If $0 \lt c\lt d$, then the sequence $a_n= (c^n +d^n)^\frac{1}{n}$
a.) is bounded and monotone decreasing.
b.) is bounded and monotone increasing.
c.) is monotone increasing , but unbounded for $1 \lt c\lt d$.
d.) is monotone decreasing , but unbounded for $1 \lt c\lt d$.
My approach:
We can clearly see $ \lim_{n\to \infty}$ $a_n =d $, hence it is bounded above so option c and d cannot be correct. Now using the Nth term test, $ \lim_{n\to \infty}$ $a_n =d $ ($d\ne 0$), we can say the sequence is divergent. But using this divergence can we say the sequence is monotonically increasing?

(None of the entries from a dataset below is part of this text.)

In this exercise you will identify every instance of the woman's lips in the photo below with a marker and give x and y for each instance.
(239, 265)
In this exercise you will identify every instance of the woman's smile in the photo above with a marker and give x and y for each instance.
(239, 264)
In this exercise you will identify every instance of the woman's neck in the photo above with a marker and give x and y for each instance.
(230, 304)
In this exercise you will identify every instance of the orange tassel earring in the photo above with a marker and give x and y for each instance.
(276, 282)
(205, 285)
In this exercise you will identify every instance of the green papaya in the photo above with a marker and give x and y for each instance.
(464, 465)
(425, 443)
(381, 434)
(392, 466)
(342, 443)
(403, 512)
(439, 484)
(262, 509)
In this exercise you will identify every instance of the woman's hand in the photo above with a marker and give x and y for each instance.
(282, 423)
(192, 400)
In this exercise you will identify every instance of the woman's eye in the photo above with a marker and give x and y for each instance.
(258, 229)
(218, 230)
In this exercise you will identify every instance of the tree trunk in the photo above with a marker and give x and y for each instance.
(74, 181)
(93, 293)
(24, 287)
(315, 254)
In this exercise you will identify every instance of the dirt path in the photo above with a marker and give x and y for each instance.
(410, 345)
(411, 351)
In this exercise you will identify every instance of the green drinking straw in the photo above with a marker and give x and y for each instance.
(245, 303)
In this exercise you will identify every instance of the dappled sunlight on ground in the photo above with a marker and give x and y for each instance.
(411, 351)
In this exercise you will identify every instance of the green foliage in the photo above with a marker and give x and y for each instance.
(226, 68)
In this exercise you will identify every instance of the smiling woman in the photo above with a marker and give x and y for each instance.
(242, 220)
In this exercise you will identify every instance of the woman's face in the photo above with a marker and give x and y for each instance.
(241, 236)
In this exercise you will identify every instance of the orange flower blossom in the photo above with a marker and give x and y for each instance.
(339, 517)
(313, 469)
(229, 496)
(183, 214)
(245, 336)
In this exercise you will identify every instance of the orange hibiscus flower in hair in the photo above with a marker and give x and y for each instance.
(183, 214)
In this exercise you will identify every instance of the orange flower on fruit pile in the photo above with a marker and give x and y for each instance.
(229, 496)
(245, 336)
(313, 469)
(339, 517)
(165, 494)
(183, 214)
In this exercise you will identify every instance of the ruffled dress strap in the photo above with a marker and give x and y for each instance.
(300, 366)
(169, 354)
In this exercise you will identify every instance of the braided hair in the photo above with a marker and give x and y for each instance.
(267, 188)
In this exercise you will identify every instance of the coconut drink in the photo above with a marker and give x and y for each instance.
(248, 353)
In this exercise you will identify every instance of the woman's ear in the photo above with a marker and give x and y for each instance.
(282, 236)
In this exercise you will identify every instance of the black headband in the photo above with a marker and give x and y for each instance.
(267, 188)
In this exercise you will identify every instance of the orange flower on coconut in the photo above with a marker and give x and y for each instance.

And if my approach is correct then c would be correct option.
Best Answer
I suppose you did like, $a_n= (c^n+d^n)^{\frac{1}{n}}= d\left(1+\left(\frac{c}{d}\right)^n\right)^\frac{1}{n}$, so $\lim a_n= d$. Now since limit exist its convergent. Its not divergent!
And also its monotone decreasing, since the first term is $c+d> d$ and as $n$ increases, $a_n\rightarrow d$, so it must be decreasing. (This approach is helpful only in mcq type exams)
Another way to show its decreasing: $a_{n+1}= d\left(1+\left(\frac{c}{d}\right)^{n+1}\right)^\frac{1}{n+1}< d\left(1+\left(\frac{c}{d}\right)^{n+1}\right)^\frac{1}{n}< d\left(1+\left(\frac{c}{d}\right)^{n}\right)^\frac{1}{n}$, since $c< d\Rightarrow \frac{c}{d}< 1\Rightarrow \left(\frac{c}{d}\right)\cdot\left(\frac{c}{d}\right)^n< \left(\frac{c}{d}\right)^n\Rightarrow \left(\frac{c}{d}\right)^{n+1}< \left(\frac{c}{d}\right)^n$, because $\frac{c}{d}> 0$.
Thus we have $a_{n+1}< a_n\,\,\,\forall n\in\mathbb{N}$
And also divergence not neccesarily imply the sequence is increasing, it may diverge to $-\infty$.